I was hardwired for this. The drugs are what gave me life back then, and the drugs were beginning to give me life now. The rabbit hole was beginning to open up, and it was getting deeper and deeper. I tried to cling onto the edge, my fingernails scraping at whatever perch they could hold on to, but instead of latching on, I pressed the button again. The sweet, sweet button that gave me just what I needed.
“Jason! You’re up!” I heard a cheery voice say from the doorway. I slightly tilted my head, the movement feeling light and airy, but I knew it was slow, my muscles still tense from the trauma.
It was Courtney Diaz, the spunky hospital volunteer that stopped me in my tracks the first time we ever met, quite literally. She was smart, sharp, and uninhibited. She was also fucking gorgeous. She had sandy blonde hair that looked like it was straight out of a Pantene Pro-V commercial. Her eyes were an incredible auburn shade, the lightest brown eyes I had ever seen. She always had a smile on and carried herself with confidence and a self-knowing that was hard to find amongst the college crowd these days.
She also had an incredible rack.
“You had us all really scared,” she said, pulling up a chair and sitting next to me, the cart of files she was wheeling to the storage room was left abandoned by the door. We had built a sort of rapport with each other after the first day she started volunteering when she accidentally strolled into me, spilling my grande mocha frappuccino all over the both of us. I could see how scared she was, probably thinking her whole career was over and that she would never be allowed into the hospital, so what else was I supposed to do except pretend like I was furious?
“Shit! Do you know how much it costs to dry clean this?” I remember saying, pointing at the growing brown stain that was dripping down my white coat and onto the pastel tiles on the floor. She just looked at me, opened her mouth slightly, and turned an impressive shade of red.
“No, seriously, how much is it? I’ve never done it before. Here, I can take
yours too,” I said, breaking the joke and laughing as I picked up the now empty cup from the floor. She immediately broke out in a nervous fit of giggles. Probably the cutest giggles I had ever heard.
“Wow, I for sure thought you were going to punch me out and then surgically remove my kidney for the black market.”

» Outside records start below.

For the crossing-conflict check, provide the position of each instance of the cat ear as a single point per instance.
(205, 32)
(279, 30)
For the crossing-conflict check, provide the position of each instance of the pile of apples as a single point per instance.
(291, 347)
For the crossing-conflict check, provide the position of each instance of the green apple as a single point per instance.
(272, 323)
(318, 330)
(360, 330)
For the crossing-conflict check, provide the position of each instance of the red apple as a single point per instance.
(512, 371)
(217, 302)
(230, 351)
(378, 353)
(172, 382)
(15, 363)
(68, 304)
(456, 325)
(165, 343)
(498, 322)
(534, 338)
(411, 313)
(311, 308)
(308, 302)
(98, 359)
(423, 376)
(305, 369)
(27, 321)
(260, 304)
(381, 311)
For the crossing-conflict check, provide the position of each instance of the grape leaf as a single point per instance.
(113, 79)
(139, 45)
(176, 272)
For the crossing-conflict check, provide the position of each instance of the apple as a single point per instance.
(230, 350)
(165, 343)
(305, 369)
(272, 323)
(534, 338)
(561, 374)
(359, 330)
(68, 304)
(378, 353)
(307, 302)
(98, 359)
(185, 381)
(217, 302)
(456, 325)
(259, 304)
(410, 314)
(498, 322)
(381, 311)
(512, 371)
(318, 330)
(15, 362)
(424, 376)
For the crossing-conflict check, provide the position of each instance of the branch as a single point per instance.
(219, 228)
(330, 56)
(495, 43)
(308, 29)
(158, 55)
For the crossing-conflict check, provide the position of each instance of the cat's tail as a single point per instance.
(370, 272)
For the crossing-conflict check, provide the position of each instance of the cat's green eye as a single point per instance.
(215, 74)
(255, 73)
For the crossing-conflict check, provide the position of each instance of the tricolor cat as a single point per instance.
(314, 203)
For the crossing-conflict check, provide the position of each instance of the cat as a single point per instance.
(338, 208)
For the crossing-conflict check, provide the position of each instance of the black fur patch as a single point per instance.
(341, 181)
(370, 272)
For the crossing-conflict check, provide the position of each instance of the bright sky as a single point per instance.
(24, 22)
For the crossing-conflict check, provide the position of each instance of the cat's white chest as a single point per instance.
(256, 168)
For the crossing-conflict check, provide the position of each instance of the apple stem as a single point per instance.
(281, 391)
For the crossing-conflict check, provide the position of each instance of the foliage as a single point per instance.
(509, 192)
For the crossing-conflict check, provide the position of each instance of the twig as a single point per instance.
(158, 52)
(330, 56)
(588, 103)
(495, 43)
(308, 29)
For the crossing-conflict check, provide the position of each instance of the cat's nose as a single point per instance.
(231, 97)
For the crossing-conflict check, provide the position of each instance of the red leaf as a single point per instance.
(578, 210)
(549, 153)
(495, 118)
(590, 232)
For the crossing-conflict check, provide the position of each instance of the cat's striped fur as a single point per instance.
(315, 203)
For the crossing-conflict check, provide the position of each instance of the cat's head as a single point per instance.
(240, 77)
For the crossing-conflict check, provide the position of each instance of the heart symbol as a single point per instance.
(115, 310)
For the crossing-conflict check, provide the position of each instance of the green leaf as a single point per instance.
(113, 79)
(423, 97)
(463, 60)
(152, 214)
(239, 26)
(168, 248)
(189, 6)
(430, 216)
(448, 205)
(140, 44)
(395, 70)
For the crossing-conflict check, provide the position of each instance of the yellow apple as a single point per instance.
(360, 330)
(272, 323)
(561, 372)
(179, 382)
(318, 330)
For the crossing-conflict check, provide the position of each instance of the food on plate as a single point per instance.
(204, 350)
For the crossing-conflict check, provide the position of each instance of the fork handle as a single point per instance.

“Don’t worry, I don’t do kidneys anymore,” I said, joking along with the new volunteer. I noticed her scent was wafting my way, its rose-like freshness opening my senses. This girl was fucking hot. Like surgically remove my own kidney for her hot.
“But seriously, I’m so sorry. It’s my first day and I’m a bit lost,” she said, still blushing from the accident. At least that’s the reason I assumed she was blushing for.
“No worries, where did you need to go?”
“I’m meeting with Dr. Fineberg today to shadow his rounds and then I have to file some paperwork I think.”
“Oh, that’ll be a ton of fun,” I said, remembering my own volunteer days when I would be locked into a small storage closet surrounded by stacks and stacks of patient files, all improperly color-coded and alphabetically fucked up. It took me an entire semester to get that place in order.
“Yeah, I bought my iPad to watch stuff while I work. I figured if I didn’t I would probably melt of boredom.” Her honesty was a refreshing quality and her perfume was still making its impression. Along with how smooth her skin looked. How thick her hair was. How gentle her lips looked. A familiar feeling was starting to push out logical thoughts. It was weird. Lately, I had been feeling more and more empty after my one-night rendezvous, which I was trying to cut down on anyway. And now, after waking up from a near fatal gunshot wound, I felt like those one-nighters needed to come to an end.